Wrapping up a five-day Washington visit that included meetings with Vice President Dick Cheney and Defense Secretary Robert M. Gates, Mr. Klaus said the global warming movement was based on shaky science, a distrust of free markets and a preference for central bureaucratic control over individual freedom.

"Environmentalism only pretends to deal with environmental protection," Mr. Klaus said in an address to the libertarian Cato Institute. "Behind the terminology is really an ambitious attempt to radically reorganize the world."

Just hours before he spoke, EU leaders meeting in Brussels reached a deal to set binding targets on increased renewable energy, reduced greenhouse gas emissions and other measures designed to cut energy use.

The EU deal was a personal triumph for German Chancellor Angela Merkel, who pushed for an agreement at the two-day summit as the current chairman of the bloc.

The Czech Republic and other fast-growing East European countries, many still with smokestack industries heavily dependent on coal and oil, had balked at tougher conservation targets favored by more prosperous EU members to the west.

Mr. Klaus declined to criticize Czech officials who signed the deal, saying his government had pressed for a "milder" outcome and is "trying to find a rational way" to deal with the climate change issue.

As president of an EU state neighboring EU powerhouse Germany, Mr. Klaus said he would not be "organizing opposition" to Mrs. Merkel's agreement, but left little doubt he opposed the spirit and the substance of the EU energy pact.

The Brussels deal put off one of the toughest decisions: While the EU nations as a whole committed to a 20 percent boost by 2020 in the use of renewable energy such as wind and solar power, the targets for individual countries will be set at a later date.

Currently, the EU average for renewable fuels as a percentage of total use is around 7 percent.

Setting those national targets "will be a huge, huge job from a legal and technical point of view," Jose Manuel Barroso, president of the European Commission, the EU executive arm, told reporters.

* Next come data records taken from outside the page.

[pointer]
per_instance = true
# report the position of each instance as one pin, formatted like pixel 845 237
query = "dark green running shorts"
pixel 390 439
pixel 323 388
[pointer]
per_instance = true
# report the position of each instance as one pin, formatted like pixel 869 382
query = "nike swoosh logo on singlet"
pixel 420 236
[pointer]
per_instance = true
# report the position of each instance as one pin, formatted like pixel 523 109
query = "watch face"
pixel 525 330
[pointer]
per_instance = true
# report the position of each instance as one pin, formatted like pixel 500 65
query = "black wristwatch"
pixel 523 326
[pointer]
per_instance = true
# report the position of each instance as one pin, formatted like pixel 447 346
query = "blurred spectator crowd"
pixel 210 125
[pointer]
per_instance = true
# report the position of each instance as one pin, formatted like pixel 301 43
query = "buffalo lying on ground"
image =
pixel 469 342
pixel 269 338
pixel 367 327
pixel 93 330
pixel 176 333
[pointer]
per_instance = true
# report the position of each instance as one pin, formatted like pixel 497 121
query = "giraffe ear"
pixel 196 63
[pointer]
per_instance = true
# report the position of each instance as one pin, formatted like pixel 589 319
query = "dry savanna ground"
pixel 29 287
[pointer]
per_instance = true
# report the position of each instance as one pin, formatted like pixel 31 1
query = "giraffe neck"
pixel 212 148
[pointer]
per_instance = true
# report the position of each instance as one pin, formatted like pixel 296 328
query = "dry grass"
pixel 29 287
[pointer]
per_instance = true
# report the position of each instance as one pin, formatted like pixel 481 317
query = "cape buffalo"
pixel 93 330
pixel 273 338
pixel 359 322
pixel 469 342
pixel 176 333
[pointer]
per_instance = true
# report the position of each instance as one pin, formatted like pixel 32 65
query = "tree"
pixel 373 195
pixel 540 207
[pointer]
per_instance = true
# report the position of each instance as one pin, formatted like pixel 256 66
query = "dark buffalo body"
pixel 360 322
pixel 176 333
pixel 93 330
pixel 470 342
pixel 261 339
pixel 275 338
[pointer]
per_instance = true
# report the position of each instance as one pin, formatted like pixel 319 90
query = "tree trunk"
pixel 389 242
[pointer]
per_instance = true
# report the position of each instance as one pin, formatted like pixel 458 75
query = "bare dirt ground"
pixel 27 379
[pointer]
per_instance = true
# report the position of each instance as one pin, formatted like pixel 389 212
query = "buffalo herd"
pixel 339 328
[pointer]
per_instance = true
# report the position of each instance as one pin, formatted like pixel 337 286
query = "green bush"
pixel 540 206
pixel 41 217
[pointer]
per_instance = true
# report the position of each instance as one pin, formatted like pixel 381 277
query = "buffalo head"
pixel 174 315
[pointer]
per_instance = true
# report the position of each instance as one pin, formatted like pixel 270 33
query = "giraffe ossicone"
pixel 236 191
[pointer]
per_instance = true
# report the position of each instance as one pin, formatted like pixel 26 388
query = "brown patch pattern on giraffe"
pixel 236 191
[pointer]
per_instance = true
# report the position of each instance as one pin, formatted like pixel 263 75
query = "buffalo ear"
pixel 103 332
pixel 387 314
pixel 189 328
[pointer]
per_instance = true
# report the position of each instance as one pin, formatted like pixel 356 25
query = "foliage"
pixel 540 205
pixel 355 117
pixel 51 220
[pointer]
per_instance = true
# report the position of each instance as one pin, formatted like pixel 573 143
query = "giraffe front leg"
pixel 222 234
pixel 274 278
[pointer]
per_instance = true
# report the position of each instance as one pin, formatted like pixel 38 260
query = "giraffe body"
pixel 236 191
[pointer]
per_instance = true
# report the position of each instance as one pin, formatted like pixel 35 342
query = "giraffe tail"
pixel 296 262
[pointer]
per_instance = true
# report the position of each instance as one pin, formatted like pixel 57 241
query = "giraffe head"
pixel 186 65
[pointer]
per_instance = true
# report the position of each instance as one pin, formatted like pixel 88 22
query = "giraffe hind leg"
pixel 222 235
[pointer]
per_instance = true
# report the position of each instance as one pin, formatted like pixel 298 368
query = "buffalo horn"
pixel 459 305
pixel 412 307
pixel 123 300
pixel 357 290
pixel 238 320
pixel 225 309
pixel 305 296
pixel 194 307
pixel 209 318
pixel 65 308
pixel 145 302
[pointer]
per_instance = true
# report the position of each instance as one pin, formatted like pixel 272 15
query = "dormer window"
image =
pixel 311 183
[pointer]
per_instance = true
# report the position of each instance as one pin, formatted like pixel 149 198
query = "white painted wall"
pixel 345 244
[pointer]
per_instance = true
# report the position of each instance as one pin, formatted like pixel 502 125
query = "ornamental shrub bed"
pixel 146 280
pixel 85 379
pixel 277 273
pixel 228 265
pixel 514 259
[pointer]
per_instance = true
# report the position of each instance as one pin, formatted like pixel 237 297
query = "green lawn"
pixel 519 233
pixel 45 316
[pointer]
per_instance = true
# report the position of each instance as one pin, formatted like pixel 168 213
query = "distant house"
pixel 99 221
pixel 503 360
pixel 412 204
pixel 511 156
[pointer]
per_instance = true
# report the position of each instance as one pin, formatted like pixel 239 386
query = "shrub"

Other key aspects of the deal include:

c By 2020, EU leaders agreed to cut carbon emissions by 20 percent, compared to 1990 levels. Mrs. Merkel said she would press world leaders at this summer's Group of Eight summit in Germany to boost that target to 30 percent, if other major producers would match the EU cuts.

c The leaders made a "political commitment" to have at least 10 percent of all cars and trucks in the bloc running on plant-based "biofuels," also by 2020.

• EU officials said they would also consider a ban on filament light bulbs in the next few years, forcing a switch to a new generation of more expensive but longer-lasting fluorescent bulbs.

Mr. Barroso said the Brussels deal will give EU countries negotiating leverage to press the United States and major developing countries like India and China to cut their own carbon emissions. But critics said Europe's difficulty in targets set in the Kyoto climate change pact for 2012 could undercut that leverage.

Mr. Klaus said the global warming movement was just the latest environmental scare campaign, following on the short-lived fears of a population explosion in the 1970s and the expanding ozone hole in the 1980s.

"They keep shooting at a moving target," he said.